En cambio, en los reductos de la izquierda tradicional nos encontraremos con la admisión de que el hiato no sólo no es natural ni divino, sino que es humano e indeseable, pero que tampoco hay manera de eludirlo. En estas condiciones, considera esa izquierda tradicional que, siendo su ciencia superior a la experiencia del pueblo, pudiendo ella darle por eso a lo “informe” de la experiencia popular una “forma” adecuada, su deber es constituirse en la guía de sus acciones. También desde ahí se nos se proponen cabildos, pero con la promesa de que las ideas que de ellos provengan van a ser escuchadas, de que las proposiciones del pueblo serán tenidas en cuenta por los expertos que van a encargarse finalmente de redactar el texto de las conclusiones en otra parte.
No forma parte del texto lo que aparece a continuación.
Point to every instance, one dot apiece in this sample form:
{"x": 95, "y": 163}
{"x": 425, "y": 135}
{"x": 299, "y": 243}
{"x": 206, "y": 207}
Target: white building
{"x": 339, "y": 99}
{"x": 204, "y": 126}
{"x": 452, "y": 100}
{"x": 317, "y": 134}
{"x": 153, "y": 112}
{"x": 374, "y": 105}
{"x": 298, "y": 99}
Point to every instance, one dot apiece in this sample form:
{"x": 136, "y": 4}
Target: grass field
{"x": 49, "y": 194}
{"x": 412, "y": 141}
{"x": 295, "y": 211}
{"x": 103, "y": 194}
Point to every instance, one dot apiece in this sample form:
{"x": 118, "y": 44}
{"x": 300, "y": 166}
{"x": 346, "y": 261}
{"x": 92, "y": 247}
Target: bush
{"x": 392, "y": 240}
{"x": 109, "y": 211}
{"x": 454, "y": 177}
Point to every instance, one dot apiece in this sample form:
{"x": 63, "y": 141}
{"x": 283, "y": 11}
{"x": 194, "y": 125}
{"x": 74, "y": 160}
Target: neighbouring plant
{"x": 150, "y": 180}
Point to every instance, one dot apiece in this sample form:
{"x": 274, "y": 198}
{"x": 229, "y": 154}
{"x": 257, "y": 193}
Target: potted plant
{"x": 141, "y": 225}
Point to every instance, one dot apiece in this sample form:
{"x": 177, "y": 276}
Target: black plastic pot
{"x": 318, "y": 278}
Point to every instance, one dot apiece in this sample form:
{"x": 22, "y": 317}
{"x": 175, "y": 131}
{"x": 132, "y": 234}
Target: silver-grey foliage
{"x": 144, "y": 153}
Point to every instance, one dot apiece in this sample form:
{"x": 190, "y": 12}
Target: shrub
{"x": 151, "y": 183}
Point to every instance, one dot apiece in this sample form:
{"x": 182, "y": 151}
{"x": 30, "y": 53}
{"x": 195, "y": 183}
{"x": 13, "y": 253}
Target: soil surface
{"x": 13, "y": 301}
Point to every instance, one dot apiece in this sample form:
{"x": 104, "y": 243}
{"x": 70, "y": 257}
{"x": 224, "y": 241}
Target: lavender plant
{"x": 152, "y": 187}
Vemos pues que la gran diferencia entre esta ciencia de la izquierda tradicional y el mandato natural o divino de la derecha es que la izquierda tradicional admite que el pueblo puede tener opinión, pero que es ella la que tiene la capacidad de traducirla aun más allá de la voluntad de los traducidos. Incluso más allá de sus deseos íntimos. Es como el cuento del marido que le dice a su mujer que él sabe mejor que ella lo que ella quiere y necesita. En este escenario, lo más probable es que los deseos del pueblo no difieran para nada de la ciencia del traductor.  

Ni una cosa ni la otra, entonces. No a las reformas constitucionales que prepara el gobierno y no los artificios espurios que proponen los partidos de la izquierda tradicional y cuyo domicilio sería el congreso. En cambio, una asamblea constituyente de verdad, en la que los múltiples segmentos que integran el todo nacional participen, pero como lo que son, con sus diferencias, y que de esa manera busquen ellos mismos la forma de articular sus demandas democráticamente y de producir, a partir de esa articulación, un nuevo pacto social, una nueva carta política y, ojalá, también una nueva sociedad.      

1 Álvaro García Linera. “Del Estado aparente al Estado integral”. Discursos en la recepción del doctorado honoris causa por la Universidad de Córdoba, el 25 de octubre de 2012. 

2 Álvaro García Linera. Estado, democracia y socialismo.